To celebrate the one-year anniversary of the Games, an official event takes place to recognize the achievements and legacy of Beijing. International Paralympic Committee (IPC) President Sir Philip Craven is on hand in the Chinese capital for the evening celebration and gives a speech on the changes which took place during the Games, as well as the effects on the Paralympic Movement today. Sir Philip will also receive the Beijing Honorary Citizenship Certificate from the Mayor of the city, and meet with Beijing Organizing Committee President Liu Qi and President of the China Disabled Persons’ Federation Deng Pufang.

Since the Beijing 2008 Paralympic Games, the affects of the event has been anything but unnoticeable. The capital of China has forever changed and visitors from around the world can now see the incredible results.

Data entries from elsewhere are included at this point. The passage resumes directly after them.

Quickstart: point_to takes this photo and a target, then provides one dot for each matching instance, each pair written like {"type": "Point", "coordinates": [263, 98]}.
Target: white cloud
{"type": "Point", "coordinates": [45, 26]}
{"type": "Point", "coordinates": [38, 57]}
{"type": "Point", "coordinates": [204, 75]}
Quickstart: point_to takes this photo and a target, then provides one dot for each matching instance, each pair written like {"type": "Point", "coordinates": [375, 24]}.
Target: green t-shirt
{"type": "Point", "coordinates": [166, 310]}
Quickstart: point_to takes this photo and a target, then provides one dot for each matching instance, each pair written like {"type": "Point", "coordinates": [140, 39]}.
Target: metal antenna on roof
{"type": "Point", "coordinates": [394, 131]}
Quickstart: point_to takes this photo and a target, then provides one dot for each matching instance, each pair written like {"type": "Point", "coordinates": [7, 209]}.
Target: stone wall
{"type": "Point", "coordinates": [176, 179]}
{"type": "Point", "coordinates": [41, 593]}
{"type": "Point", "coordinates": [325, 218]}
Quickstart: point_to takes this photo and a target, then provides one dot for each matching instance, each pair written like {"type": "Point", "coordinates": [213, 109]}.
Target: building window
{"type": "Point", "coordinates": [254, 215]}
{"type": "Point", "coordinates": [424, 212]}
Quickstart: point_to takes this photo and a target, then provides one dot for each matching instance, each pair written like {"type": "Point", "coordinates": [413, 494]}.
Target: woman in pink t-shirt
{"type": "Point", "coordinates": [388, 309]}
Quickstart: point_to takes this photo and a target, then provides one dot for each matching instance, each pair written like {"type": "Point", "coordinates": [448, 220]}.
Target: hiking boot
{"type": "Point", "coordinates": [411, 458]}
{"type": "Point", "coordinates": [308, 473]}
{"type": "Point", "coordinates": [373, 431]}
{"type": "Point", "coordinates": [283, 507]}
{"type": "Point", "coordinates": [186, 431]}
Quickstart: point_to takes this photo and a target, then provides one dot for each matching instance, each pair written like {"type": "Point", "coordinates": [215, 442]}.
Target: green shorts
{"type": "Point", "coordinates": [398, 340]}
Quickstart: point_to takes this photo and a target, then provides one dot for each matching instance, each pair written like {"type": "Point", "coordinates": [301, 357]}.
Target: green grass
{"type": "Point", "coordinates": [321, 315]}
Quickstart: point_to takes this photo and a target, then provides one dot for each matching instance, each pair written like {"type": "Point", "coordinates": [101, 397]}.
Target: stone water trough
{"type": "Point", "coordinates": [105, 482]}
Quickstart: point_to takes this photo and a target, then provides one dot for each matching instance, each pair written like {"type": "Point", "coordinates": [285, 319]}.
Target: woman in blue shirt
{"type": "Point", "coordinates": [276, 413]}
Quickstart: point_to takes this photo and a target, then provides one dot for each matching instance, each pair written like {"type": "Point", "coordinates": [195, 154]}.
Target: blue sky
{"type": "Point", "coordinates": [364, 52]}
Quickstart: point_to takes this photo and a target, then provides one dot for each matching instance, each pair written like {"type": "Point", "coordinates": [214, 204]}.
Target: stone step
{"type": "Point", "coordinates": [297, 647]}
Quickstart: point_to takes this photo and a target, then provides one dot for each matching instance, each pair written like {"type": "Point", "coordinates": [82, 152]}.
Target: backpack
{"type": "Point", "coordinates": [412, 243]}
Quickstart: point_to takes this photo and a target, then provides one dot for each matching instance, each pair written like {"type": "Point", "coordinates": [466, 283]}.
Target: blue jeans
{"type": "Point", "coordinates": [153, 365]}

A Paralympic Games Impact report out of China says that the impact indicators could be put into three categories, including conceptions, organization and deployment of material and manpower. The perceptions of the public for example toward people with a disability have become that of an open understanding of equality and diversity. Specifically, the change includes people’s attitudes toward people with a disability, toward their participating in social activities and their enjoying of social rights and interests, and their image among the public.

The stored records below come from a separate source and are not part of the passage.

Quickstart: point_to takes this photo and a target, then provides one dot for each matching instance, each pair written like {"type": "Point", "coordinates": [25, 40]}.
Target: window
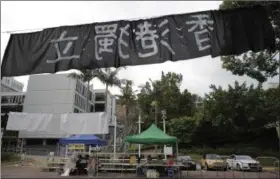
{"type": "Point", "coordinates": [34, 141]}
{"type": "Point", "coordinates": [99, 107]}
{"type": "Point", "coordinates": [99, 97]}
{"type": "Point", "coordinates": [76, 110]}
{"type": "Point", "coordinates": [51, 141]}
{"type": "Point", "coordinates": [91, 108]}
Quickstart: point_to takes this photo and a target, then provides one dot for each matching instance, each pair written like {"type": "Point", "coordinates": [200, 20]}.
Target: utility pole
{"type": "Point", "coordinates": [115, 135]}
{"type": "Point", "coordinates": [139, 131]}
{"type": "Point", "coordinates": [163, 113]}
{"type": "Point", "coordinates": [278, 116]}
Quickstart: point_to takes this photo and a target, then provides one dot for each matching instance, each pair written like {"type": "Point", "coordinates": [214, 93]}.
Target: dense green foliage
{"type": "Point", "coordinates": [9, 157]}
{"type": "Point", "coordinates": [236, 115]}
{"type": "Point", "coordinates": [259, 66]}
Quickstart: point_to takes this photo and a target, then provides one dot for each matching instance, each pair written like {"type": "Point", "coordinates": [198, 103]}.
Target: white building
{"type": "Point", "coordinates": [58, 93]}
{"type": "Point", "coordinates": [12, 99]}
{"type": "Point", "coordinates": [11, 85]}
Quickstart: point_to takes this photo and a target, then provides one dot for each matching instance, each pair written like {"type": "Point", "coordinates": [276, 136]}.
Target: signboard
{"type": "Point", "coordinates": [144, 41]}
{"type": "Point", "coordinates": [168, 150]}
{"type": "Point", "coordinates": [76, 147]}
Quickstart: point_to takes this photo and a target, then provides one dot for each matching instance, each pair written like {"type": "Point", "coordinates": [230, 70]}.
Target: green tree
{"type": "Point", "coordinates": [238, 114]}
{"type": "Point", "coordinates": [165, 94]}
{"type": "Point", "coordinates": [127, 100]}
{"type": "Point", "coordinates": [184, 128]}
{"type": "Point", "coordinates": [259, 66]}
{"type": "Point", "coordinates": [86, 76]}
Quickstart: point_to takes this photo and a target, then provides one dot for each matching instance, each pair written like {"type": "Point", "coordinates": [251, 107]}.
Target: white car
{"type": "Point", "coordinates": [243, 162]}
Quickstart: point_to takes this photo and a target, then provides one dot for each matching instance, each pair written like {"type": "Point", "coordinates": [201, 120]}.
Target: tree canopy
{"type": "Point", "coordinates": [259, 66]}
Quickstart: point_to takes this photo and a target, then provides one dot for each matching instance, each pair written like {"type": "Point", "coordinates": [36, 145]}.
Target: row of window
{"type": "Point", "coordinates": [99, 97]}
{"type": "Point", "coordinates": [12, 99]}
{"type": "Point", "coordinates": [80, 101]}
{"type": "Point", "coordinates": [82, 89]}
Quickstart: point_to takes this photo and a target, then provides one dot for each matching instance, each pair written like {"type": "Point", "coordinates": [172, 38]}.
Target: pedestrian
{"type": "Point", "coordinates": [91, 165]}
{"type": "Point", "coordinates": [22, 157]}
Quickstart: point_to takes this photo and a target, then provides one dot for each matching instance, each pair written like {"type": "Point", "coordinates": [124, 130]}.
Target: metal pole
{"type": "Point", "coordinates": [163, 112]}
{"type": "Point", "coordinates": [139, 131]}
{"type": "Point", "coordinates": [115, 136]}
{"type": "Point", "coordinates": [278, 117]}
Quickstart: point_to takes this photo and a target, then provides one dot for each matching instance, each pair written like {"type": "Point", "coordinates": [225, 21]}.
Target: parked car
{"type": "Point", "coordinates": [243, 162]}
{"type": "Point", "coordinates": [213, 161]}
{"type": "Point", "coordinates": [188, 163]}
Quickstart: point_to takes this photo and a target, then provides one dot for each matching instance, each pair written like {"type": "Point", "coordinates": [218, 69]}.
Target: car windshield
{"type": "Point", "coordinates": [243, 157]}
{"type": "Point", "coordinates": [213, 156]}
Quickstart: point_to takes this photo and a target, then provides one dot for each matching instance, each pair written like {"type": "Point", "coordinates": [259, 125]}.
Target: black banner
{"type": "Point", "coordinates": [145, 41]}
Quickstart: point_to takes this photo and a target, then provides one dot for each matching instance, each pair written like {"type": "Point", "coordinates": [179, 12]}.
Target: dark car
{"type": "Point", "coordinates": [188, 163]}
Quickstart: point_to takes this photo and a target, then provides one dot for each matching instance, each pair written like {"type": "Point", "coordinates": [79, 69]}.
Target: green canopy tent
{"type": "Point", "coordinates": [152, 136]}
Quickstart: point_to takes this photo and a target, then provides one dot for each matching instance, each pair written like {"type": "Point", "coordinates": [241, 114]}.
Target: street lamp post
{"type": "Point", "coordinates": [163, 113]}
{"type": "Point", "coordinates": [115, 135]}
{"type": "Point", "coordinates": [139, 131]}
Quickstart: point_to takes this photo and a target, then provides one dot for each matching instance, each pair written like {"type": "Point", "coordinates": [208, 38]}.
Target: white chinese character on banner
{"type": "Point", "coordinates": [148, 38]}
{"type": "Point", "coordinates": [164, 43]}
{"type": "Point", "coordinates": [62, 38]}
{"type": "Point", "coordinates": [104, 39]}
{"type": "Point", "coordinates": [204, 23]}
{"type": "Point", "coordinates": [123, 31]}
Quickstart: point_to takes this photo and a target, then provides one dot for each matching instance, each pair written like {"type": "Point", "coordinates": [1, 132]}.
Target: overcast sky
{"type": "Point", "coordinates": [198, 73]}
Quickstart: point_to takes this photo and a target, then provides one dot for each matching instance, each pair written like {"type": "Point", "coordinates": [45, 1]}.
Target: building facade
{"type": "Point", "coordinates": [12, 99]}
{"type": "Point", "coordinates": [11, 85]}
{"type": "Point", "coordinates": [58, 93]}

The report continues, comparing two survey results, and showing that the public evaluation of the Paralympics impact on public perceptions of people with a disability was much higher after the Games than that before the Games. In 2006, about 89% of able-bodied people and 86% of people with a disability held a positive view that the Paralympics would help improve the social status of the people with a disability, while in 2008 after the Games was over, the two figures rose to 98% and 93% respectively.

Back in 2006, around 95% of the able-bodied people and 89% of people with a disability believed that the Paralympics would encourage the public to pay more attention to the group, while in 2008 after the Games had ended, the two figures reached 97% and 92% respectively. And, in 2006, 93% of the able-bodied people and 87% of the people with a disability held that the Paralympics would help earn people with a disability more respect from the public, while in 2008 when the Games were over, the two figures rose to 98% and 91%.

Facts and figures show that in 2006 an overwhelming majority of people held a positive view on the influence of the preparation and hosting of the Paralympics in changing public perceptions of people with a disability, and in 2008 when the Games were closed, the actual general public evaluation in this regard was much higher than expected. It is therefore safe to say that the Paralympics is a success in bettering public perceptions of people with a disability, elevating their social status, capturing more public attention to them and earning them greater respect from the general public.